Vlad Dracula – "The Impailer"
By James Donahue
There really was a man named Dracula. Forget the Hollywood version though. He wasn’t a vampire
but his evil deeds in his native Transylvania were the inspiration for the contemporary vampire stories.
It was rumored that Vlad Dracula sometimes drank the blood of the people he killed. He earned a nickname
as "Vlad the Impaler" because impalement was his favorite way of murdering people. He would have a horse attached to each
of his victim’s legs and a dull stake forced up through the body, from the anus to the mouth. It was probably the most
painful type of death because the victims didn’t die right away. They sometimes suffered for hours and even days.
It was said that Vlad also impaled children, babies and even animals. He liked to eat and drink around
the bodies of dead and naked people still impaled by stakes.

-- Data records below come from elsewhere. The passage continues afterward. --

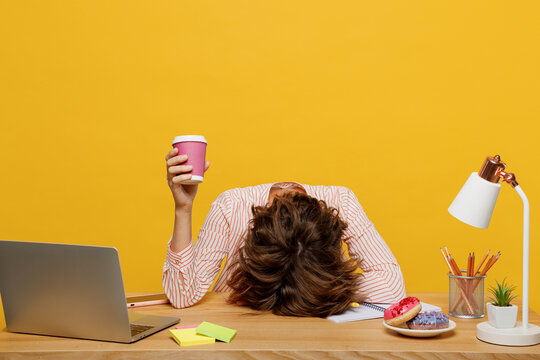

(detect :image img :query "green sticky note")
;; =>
[196,321,236,342]
[169,328,216,346]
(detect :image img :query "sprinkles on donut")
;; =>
[384,296,422,326]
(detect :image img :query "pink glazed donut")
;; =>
[384,297,422,326]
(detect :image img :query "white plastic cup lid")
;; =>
[173,135,208,145]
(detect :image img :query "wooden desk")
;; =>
[0,293,540,360]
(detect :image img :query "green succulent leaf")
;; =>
[488,278,517,306]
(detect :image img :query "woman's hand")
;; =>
[165,148,210,211]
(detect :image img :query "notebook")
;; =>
[327,302,441,323]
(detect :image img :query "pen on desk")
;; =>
[474,250,491,275]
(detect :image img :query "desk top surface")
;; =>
[0,293,540,359]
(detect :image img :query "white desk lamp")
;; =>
[448,155,540,346]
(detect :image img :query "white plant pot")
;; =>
[486,303,518,329]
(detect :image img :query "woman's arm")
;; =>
[162,148,226,307]
[343,189,405,303]
[162,193,230,308]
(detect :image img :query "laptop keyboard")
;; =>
[129,324,153,336]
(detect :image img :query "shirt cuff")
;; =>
[167,242,195,270]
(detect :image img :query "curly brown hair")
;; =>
[228,192,362,317]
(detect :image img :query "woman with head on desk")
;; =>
[163,149,405,317]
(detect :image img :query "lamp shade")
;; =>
[448,172,501,229]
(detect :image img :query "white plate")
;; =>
[383,320,456,337]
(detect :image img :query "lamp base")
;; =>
[476,321,540,346]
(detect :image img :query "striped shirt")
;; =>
[163,184,405,308]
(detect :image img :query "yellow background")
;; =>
[0,0,540,321]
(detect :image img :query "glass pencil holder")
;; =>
[448,270,486,319]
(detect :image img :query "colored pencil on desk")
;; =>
[474,250,491,275]
[469,251,475,276]
[441,248,455,275]
[485,251,501,273]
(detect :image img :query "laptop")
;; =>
[0,240,180,343]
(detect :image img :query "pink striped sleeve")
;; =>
[343,189,405,303]
[162,193,229,308]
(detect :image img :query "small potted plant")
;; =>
[486,278,518,329]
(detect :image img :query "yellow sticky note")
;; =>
[169,328,216,346]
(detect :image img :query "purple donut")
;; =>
[407,311,448,330]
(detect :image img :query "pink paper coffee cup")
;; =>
[173,135,208,184]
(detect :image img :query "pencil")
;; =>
[474,250,491,275]
[484,251,501,273]
[448,255,461,276]
[441,248,455,275]
[469,251,475,276]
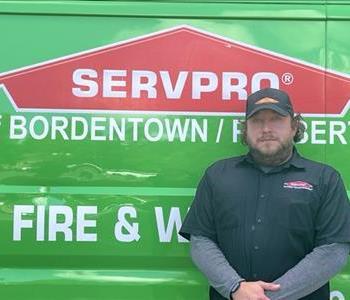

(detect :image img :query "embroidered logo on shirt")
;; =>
[283,180,314,191]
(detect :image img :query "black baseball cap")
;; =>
[246,88,294,119]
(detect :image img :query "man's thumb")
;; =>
[260,281,281,291]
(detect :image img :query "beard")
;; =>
[246,137,293,167]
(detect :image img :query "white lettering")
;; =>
[72,69,98,97]
[154,207,188,243]
[131,71,157,98]
[222,72,248,100]
[192,72,218,99]
[103,70,126,98]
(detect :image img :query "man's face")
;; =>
[247,109,296,157]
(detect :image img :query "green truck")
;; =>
[0,0,350,300]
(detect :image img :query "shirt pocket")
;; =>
[271,197,314,232]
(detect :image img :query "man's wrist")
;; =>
[230,279,245,300]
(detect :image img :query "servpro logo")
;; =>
[0,26,350,116]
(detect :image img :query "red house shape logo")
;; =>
[0,25,350,116]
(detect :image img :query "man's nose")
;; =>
[262,122,271,132]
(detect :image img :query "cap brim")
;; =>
[246,104,289,119]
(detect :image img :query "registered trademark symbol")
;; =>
[281,73,294,85]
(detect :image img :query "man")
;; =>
[180,88,350,300]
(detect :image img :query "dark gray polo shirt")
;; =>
[180,150,350,300]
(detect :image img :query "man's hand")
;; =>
[231,281,280,300]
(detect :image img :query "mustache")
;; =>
[258,135,279,142]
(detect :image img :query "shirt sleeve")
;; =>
[179,173,216,242]
[191,235,244,299]
[315,171,350,247]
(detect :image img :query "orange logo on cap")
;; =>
[255,97,278,104]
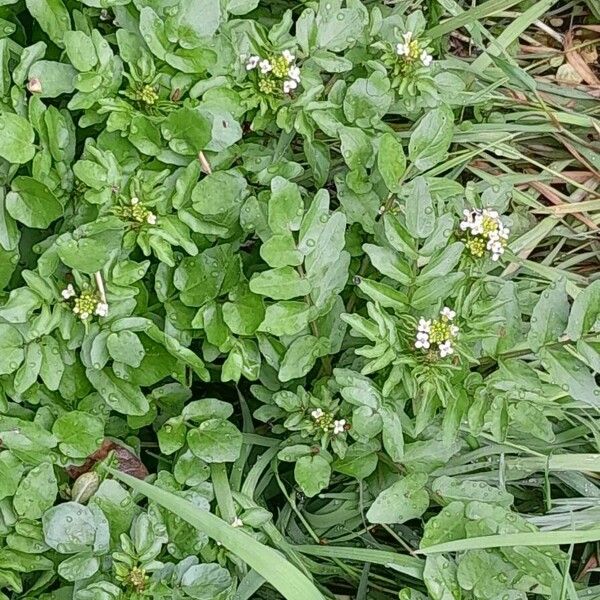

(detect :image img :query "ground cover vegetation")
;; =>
[0,0,600,600]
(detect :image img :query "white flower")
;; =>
[421,50,433,67]
[258,58,273,73]
[231,517,244,527]
[438,340,454,358]
[417,317,431,332]
[333,419,346,435]
[95,302,108,319]
[61,284,76,300]
[283,79,298,94]
[440,306,456,321]
[415,331,431,350]
[288,66,300,82]
[310,408,325,420]
[396,31,412,56]
[246,56,260,71]
[487,241,504,261]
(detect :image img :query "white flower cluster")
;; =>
[396,31,433,67]
[310,408,346,435]
[231,516,244,527]
[460,208,510,261]
[60,283,108,321]
[246,50,300,94]
[415,306,459,358]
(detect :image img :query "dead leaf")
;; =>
[66,438,148,479]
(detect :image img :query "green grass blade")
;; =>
[108,469,324,600]
[427,0,523,40]
[417,528,600,554]
[294,545,424,579]
[472,0,556,72]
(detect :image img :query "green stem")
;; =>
[210,463,236,524]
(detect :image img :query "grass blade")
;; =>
[294,545,423,579]
[417,528,600,554]
[108,469,324,600]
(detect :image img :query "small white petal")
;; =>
[288,67,300,82]
[246,56,260,71]
[231,517,244,527]
[258,58,273,73]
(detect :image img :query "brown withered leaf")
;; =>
[66,438,148,479]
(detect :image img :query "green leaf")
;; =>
[173,244,241,306]
[343,71,392,125]
[423,555,462,600]
[42,502,96,554]
[405,176,435,238]
[13,462,58,520]
[223,285,265,335]
[29,60,77,98]
[181,563,231,600]
[57,552,100,581]
[6,176,63,229]
[25,0,71,48]
[225,0,260,15]
[0,111,35,164]
[567,281,600,340]
[187,419,242,463]
[339,127,373,169]
[363,244,412,285]
[0,416,56,454]
[417,242,464,284]
[377,133,406,193]
[161,108,212,155]
[527,278,569,352]
[111,469,323,600]
[367,473,429,523]
[408,106,454,171]
[268,176,304,233]
[250,267,310,300]
[52,410,104,458]
[260,231,304,267]
[0,323,25,375]
[63,31,98,71]
[379,407,404,462]
[294,454,331,498]
[86,368,150,416]
[0,450,24,500]
[431,475,514,508]
[279,335,329,381]
[315,0,368,52]
[332,443,378,480]
[540,348,600,407]
[259,300,310,336]
[106,330,146,367]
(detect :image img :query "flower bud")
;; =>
[27,77,42,94]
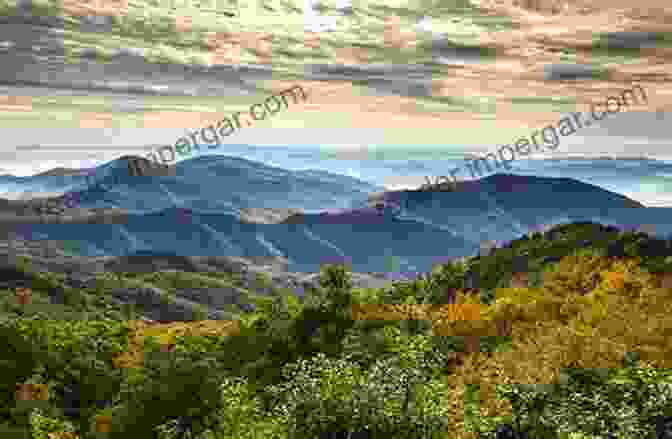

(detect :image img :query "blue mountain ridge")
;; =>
[0,156,672,274]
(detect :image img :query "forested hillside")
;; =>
[0,223,672,439]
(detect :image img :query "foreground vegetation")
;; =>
[0,223,672,439]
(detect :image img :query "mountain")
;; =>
[0,156,672,276]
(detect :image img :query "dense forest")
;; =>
[0,223,672,439]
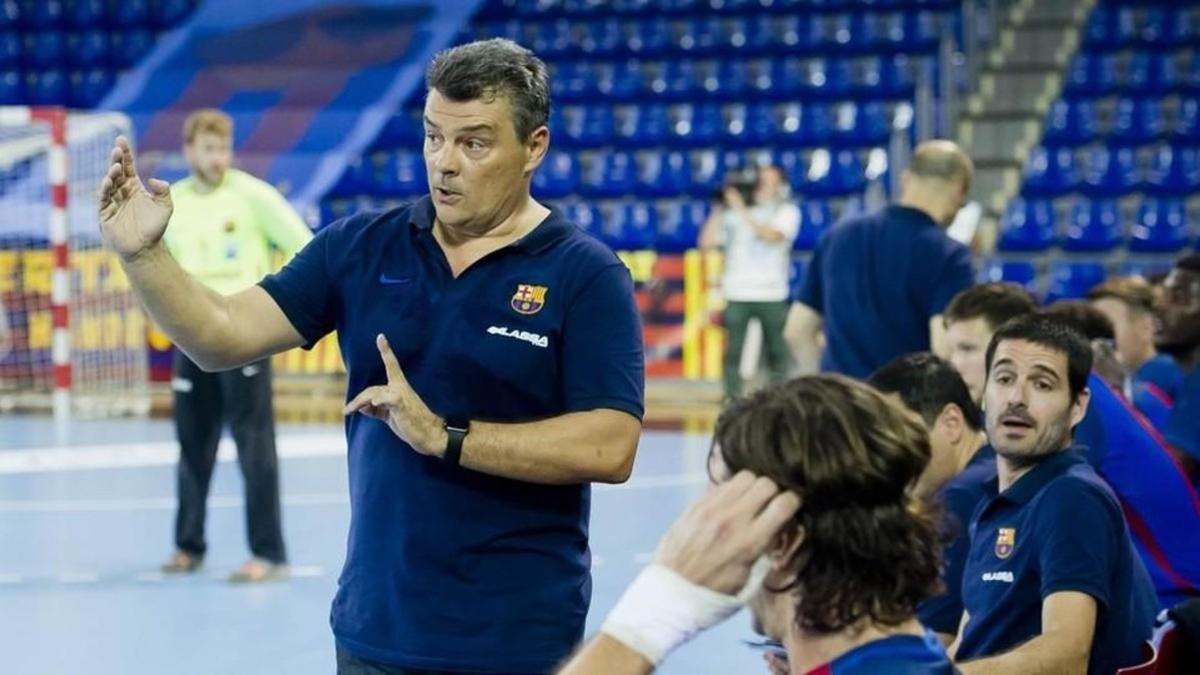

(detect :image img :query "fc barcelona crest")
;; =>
[512,283,550,315]
[996,527,1016,560]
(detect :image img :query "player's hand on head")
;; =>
[654,471,800,595]
[342,334,445,455]
[100,136,173,258]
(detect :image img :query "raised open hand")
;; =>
[100,136,174,259]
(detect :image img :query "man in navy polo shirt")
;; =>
[785,141,974,377]
[868,352,996,645]
[101,40,643,675]
[952,316,1157,674]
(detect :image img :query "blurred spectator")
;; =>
[786,141,974,377]
[700,166,800,399]
[1087,276,1183,429]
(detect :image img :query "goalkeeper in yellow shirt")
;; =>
[163,109,312,581]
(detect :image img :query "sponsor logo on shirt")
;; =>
[487,325,550,348]
[996,527,1016,560]
[512,283,550,315]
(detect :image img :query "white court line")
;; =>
[0,432,346,474]
[0,473,708,513]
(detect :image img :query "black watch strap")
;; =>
[442,417,470,466]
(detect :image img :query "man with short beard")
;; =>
[952,316,1157,675]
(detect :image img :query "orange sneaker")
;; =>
[229,557,288,584]
[160,551,204,574]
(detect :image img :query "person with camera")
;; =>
[700,166,800,399]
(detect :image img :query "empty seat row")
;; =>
[1063,49,1200,97]
[331,149,889,199]
[0,0,197,30]
[1021,145,1200,197]
[0,68,116,108]
[0,30,155,70]
[461,11,954,59]
[1084,2,1200,49]
[551,54,938,103]
[996,197,1195,253]
[478,0,959,19]
[1043,96,1200,145]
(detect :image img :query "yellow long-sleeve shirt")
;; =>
[164,169,312,294]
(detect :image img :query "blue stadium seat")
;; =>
[600,60,647,101]
[1021,145,1079,197]
[580,151,637,197]
[108,0,150,28]
[1123,52,1176,95]
[62,0,106,30]
[803,150,866,197]
[792,199,834,251]
[110,30,154,67]
[150,0,196,29]
[1045,261,1106,304]
[1062,199,1124,252]
[0,30,23,68]
[533,150,580,199]
[656,201,709,253]
[0,70,25,106]
[1084,5,1136,50]
[996,197,1058,252]
[1042,98,1097,145]
[670,17,720,55]
[1129,197,1192,253]
[1146,145,1200,196]
[23,30,66,68]
[67,68,116,108]
[1063,53,1117,97]
[563,202,604,239]
[26,70,67,106]
[979,261,1038,294]
[667,103,722,147]
[1080,145,1141,197]
[1171,96,1200,145]
[622,13,671,59]
[19,0,62,30]
[1109,98,1164,145]
[614,103,670,148]
[66,30,108,67]
[600,202,659,251]
[636,150,689,198]
[379,150,432,197]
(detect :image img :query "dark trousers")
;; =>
[337,645,540,675]
[172,352,287,563]
[722,300,792,399]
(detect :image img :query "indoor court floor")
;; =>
[0,416,766,675]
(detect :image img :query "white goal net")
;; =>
[0,107,150,417]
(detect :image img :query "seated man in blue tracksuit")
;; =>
[952,316,1158,675]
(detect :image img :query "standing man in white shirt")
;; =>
[700,166,800,399]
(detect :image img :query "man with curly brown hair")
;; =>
[562,375,954,675]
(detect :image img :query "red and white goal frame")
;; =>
[0,107,149,418]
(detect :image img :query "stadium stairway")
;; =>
[958,0,1096,243]
[100,0,478,209]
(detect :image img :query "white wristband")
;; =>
[600,558,769,665]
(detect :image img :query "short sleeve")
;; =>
[1036,480,1124,607]
[563,263,646,419]
[258,223,341,350]
[796,244,824,313]
[929,241,974,317]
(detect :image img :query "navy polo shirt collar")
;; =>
[988,447,1086,504]
[888,204,938,227]
[409,197,575,253]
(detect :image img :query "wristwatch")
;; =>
[442,417,470,466]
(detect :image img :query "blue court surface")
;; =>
[0,417,766,675]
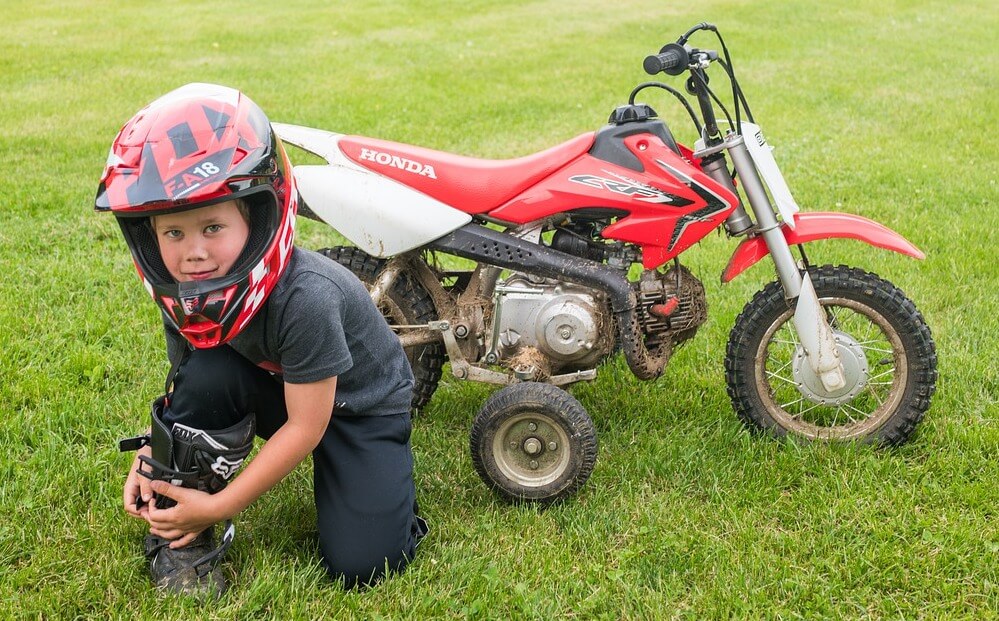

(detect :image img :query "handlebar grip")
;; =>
[642,43,690,75]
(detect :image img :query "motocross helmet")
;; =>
[95,84,298,348]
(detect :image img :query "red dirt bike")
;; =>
[275,24,937,502]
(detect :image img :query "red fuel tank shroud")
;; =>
[489,133,738,269]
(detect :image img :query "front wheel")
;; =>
[725,265,937,445]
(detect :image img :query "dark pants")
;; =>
[164,346,423,587]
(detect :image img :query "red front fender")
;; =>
[722,211,926,282]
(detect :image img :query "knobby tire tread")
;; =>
[319,246,444,410]
[725,265,937,446]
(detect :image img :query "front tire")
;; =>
[725,265,937,445]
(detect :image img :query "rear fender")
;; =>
[722,211,926,282]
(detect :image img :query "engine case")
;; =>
[495,274,614,372]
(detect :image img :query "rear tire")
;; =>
[725,265,937,445]
[319,246,444,409]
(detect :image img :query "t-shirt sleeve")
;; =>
[278,272,354,384]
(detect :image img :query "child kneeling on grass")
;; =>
[96,84,426,596]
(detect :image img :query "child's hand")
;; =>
[143,481,227,549]
[122,447,153,520]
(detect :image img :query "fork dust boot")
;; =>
[119,397,256,598]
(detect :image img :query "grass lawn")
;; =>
[0,0,999,619]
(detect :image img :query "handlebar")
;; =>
[642,43,690,75]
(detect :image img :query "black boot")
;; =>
[120,397,255,598]
[146,527,227,600]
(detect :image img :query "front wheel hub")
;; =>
[792,330,870,405]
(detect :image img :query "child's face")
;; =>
[152,201,250,282]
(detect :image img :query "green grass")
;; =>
[0,0,999,619]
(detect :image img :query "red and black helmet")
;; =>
[95,84,298,348]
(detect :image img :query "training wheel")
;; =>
[470,382,597,503]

He also poisoned, blinded, strangled, hanged, decapitated, stabbed,
disemboweled, skinned (alive), hacked, dismembered, burned, boiled, scalped, roasted, and buried people alive. He enjoyed
cutting off people’s body parts, especially their sexual organs. He roasted children and forced their parents to eat
If the stories were true, Vlad Dracula was perhaps the most twisted and wicked person who ever lived.
And he had the power to do these things because he was born into royalty. The son of Vlad II Dracul, he was born in 1431 in
Sighisoara and given the name Vlad III. The father was married to Princess Cneajna of Moldavia at the time, but he kept several
mistresses so it was unclear just who Vlad’s mother was.
In a peculiar twist of history, the name Dracul, which meant dragon, was given Vald’s father
by the Holy Roman Emperor Sigismund because he joined the Order of the Dragon, a fellowship of knights sworn to defend Christendom
against the Moslem Ottomans. The name Dracul, of course, has since been distorted as "Dracula" with very dark connotations.
Vlad rose to power and became prince of Wallachia between the years 1448 and 1476. He led armies in
battle against Ottoman forces. Some historians say the Vlad III may not have been the malicious killer as told in the stories
about him, but rather used the technique of impalement and stories of his cold hearted killings as a way of throwing fear
into his enemies.
Romanian and Bulgarian writings from 1481 and later portray Vlad III as a hero that used his harsh
methods to reclaim his country from the boyars. All of his military battles were directed against the Ottoman Empire, which
was out to conquer Wallachi.
Still, Vlad III has been credited with the violent deaths of some 100,000 people during his years
There are varied accounts of Vlad’s death. One of the most common stories was that he was decapitated
by the Turks in 1476 as a trophy. His head was displayed on a stake to show the people that he was dead.